Jakarta, MNID. Komisi Pemberantasan Korupsi (KPK) RI diminta mengusut skandal BLBI di Bank Central Asia alias BCA. Permintaan ini mencuat karena diduga BCA menggelapkan aset Bantuan Likuiditas Bank Indonesia (BLBI) yang mereka terima di era krisis 1997-1998. Pemerintah Indonesia dinilai pantas memiliki setidaknya 51 persen saham BCA.
“KPK jangan tumpul untuk mengusut kasus ini. Mulai lakukan penyelidikan dan penyidikan kasus BLBI BCA yang menyedot uang negara ini,” ujar anggota Komisi III DPR RI Fraksi Partai Kebangkitan Bangsa (PKB), Abdullah dalam keterangan Senin, 18 Agustus 2025.
Dia mengatakan, Komisi III DPR RI akan segera memanggil KPK, pansus DPD RI serta pihak-pihak terkait guna mendapatkan informasi menyeluruh mengenai dugaan rekayasa dalam proses akuisisi saham mayoritas BCA.
Hal itulah yang membuat muncul dorongan dari publik agar Presiden RI Prabowo Subianto untuk mengambil alih 51 persen saham BCA.
Secara terpisah, Ketua Bidang Komunikasi dan Informasi Teknologi DPP PKB Iman Syukri pun mendorong pengambilalihan 51 saham BCA guna menyelematkan uang negara.
“Pengambilalihan harus sesegera mungkin dilakukan untuk menyelamatkan uang negara. PKB mendukung penuh usulan agar Presiden Prabowo mengambil alih 51 persen saham BCA,” ujarnya Senin, 18 Agustus 2025.
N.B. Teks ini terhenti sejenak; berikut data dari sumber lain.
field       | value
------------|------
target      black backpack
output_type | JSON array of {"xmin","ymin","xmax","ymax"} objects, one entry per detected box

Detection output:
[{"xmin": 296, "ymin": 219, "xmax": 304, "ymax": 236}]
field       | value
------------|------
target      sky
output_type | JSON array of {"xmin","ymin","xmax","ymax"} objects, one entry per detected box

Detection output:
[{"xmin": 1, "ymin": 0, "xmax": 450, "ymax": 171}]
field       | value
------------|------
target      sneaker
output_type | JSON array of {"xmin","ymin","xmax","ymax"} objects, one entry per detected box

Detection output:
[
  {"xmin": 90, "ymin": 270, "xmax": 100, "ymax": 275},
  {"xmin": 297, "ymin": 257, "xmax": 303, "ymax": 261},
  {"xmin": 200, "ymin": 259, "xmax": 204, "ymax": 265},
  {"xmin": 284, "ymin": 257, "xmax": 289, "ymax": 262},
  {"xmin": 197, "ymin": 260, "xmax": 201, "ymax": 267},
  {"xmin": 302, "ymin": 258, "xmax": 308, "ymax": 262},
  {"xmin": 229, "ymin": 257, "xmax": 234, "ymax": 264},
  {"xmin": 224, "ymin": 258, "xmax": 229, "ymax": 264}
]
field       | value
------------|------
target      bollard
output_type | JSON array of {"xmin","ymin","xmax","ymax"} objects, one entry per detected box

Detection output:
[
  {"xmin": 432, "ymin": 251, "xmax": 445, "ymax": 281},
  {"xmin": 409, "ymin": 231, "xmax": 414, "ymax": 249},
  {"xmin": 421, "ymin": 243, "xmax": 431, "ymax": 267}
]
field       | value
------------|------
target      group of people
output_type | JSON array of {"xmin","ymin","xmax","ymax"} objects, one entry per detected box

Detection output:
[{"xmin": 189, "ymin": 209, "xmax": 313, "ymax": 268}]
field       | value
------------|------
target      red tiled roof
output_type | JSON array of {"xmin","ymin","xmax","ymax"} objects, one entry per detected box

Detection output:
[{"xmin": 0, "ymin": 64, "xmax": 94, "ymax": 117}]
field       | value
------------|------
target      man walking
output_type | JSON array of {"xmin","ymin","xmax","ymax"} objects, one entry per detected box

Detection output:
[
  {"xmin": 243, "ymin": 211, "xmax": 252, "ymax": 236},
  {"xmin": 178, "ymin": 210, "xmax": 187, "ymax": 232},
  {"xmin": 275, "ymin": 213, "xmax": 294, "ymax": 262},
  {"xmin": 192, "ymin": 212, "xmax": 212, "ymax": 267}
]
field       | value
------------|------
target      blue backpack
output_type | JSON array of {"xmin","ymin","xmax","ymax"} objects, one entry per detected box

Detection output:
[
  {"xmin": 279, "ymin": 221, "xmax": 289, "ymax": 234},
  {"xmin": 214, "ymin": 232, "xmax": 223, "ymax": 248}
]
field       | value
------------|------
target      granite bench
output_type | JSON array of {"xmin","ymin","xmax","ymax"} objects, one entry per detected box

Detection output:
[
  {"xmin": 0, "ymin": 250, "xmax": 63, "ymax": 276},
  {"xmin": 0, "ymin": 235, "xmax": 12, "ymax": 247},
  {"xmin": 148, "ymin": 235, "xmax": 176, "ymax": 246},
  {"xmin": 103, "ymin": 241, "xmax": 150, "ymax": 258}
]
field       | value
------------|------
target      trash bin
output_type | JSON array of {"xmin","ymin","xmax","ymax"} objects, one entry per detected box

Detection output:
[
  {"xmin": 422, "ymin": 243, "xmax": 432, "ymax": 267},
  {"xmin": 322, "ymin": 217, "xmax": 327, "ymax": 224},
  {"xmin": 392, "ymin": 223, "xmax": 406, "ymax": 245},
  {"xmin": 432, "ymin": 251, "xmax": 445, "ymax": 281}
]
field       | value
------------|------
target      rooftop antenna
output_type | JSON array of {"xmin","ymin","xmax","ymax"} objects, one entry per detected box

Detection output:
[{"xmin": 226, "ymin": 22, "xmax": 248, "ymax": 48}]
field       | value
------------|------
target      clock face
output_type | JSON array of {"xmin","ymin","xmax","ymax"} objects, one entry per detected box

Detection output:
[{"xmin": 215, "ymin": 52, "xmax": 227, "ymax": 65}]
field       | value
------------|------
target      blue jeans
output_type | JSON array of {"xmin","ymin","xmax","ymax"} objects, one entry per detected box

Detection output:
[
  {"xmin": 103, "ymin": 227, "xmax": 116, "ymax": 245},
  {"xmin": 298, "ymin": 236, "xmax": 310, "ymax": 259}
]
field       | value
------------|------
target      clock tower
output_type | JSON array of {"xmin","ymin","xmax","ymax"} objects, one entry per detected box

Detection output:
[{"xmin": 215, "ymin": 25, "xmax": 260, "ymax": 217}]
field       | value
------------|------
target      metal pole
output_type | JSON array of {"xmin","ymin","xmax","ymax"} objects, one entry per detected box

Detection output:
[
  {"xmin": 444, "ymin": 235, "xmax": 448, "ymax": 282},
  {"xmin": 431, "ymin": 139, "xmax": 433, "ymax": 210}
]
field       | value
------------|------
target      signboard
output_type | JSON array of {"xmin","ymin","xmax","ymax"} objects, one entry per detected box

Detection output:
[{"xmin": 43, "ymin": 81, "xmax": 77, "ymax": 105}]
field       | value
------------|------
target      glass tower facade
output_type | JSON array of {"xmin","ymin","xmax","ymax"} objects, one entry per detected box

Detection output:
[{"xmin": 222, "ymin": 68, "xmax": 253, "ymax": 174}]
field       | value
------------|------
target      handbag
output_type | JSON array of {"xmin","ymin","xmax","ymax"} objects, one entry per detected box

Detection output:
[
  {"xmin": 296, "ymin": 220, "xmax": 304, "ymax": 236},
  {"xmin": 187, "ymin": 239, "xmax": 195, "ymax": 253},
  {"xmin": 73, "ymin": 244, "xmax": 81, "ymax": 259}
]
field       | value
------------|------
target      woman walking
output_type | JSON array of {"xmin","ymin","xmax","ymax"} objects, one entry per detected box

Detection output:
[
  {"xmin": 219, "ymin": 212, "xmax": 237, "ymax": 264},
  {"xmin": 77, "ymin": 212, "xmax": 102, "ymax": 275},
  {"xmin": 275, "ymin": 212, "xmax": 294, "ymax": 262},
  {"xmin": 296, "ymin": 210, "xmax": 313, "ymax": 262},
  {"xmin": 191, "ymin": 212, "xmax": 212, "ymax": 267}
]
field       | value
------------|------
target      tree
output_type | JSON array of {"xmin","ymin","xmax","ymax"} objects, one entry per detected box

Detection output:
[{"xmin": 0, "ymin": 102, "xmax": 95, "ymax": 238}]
“Pengambilalihan saham BCA harus dengan segera dilakukan untuk menyelamatkan uang negara. Jangan sampai bangsa ini terus menerus dipermainkan,” kata Iman.
Iman Syukri menambahkan, pengambilalihan saham BCA tidak memerlukan dana tambahan ataupun suntikan dana. Pada dasarnya, pemerintah sudah memiliki 51 persen saham BCA dari megaproyek BLBI.
“Pemerintah sudah menyuntikkan dana ke BCA. Saham yang sejatinya milik pemerintah ini yang harus diambil,” ujar anggota Komisi XIII DPR RI 2024-2029 itu.
“Jika Presiden Prabowo mau menuntaskan masalah ini, persoalan keuangan negara yang sedang seret bisa teratasi. Memang perlu ide yang out of the box. Saya kira ide seperti ini sudah dimiliki Presiden Prabowo,” kata Iman Syukri lagi.
Dia mengatakan bahwa dana yang digunakan pemerintah untuk menyuntik BLBI adalah dana rakyat.
Sebelumnya, ekonom dari Universitas Gadjah Mada (UGM), Sasmito Hadinegoro, juga mendorong Presiden Prabowo untuk segera menyelamatkan uang negara yang terkait dengan skandal BLBI.
Salah satu langkah yang diusulkan Sasmito adalah mengambil alih kembali 51 persen saham BCA.
“Angin kencang beberapa kali telah kita tiupkan untuk mengusut kembali kasus BLBI BCA. Pemerintah punya hak untuk mengambil kembali 51 persen saham BCA, tanpa harus bayar,” ujar Sasmito yang juga menjabat sebagai Ketua Lembaga Penyelidikan Ekonomi dan Keuangan Negara (LPEKN), Selasa 12 Agustus 2025.
Sasmito menduga terdapat rekayasa dalam proses akuisisi saham mayoritas BCA oleh Djarum Group pada era pemerintahan Presiden Megawati Soekarnoputri.
“Pada waktu itu, pada Desember 2002, nilai sahamnya (BCA) Rp117 triliun. Dalam catatan, BCA mempunyai utang ke negara Rp60 triliun, diangsur Rp7 triliun setiap tahunnya,” ungkap Sasmito.
Kasus Bantuan Likuiditas Bank Indonesia (BLBI) merupakan salah satu skandal keuangan terbesar dalam sejarah Indonesia.
Skandal ini terjadi saat krisis moneter 1997–1998, ketika pemerintah menggelontorkan dana talangan untuk menyelamatkan perbankan yang kolaps.
Dalam praktiknya, dana yang jumlahnya mencapai ratusan triliun rupiah itu banyak disalahgunakan, sehingga mengakibatkan kerugian besar bagi negara. Hingga kini, sebagian besar dana BLBI masih belum kembali.
BCA menjadi salah satu bank yang mendapat suntikan dana BLBI.
Namun, dalam proses berikutnya, saham mayoritas bank tersebut jatuh ke tangan Djarum Group yang dimiliki oleh keluarga Hartono, salah satu konglomerasi terbesar di Indonesia.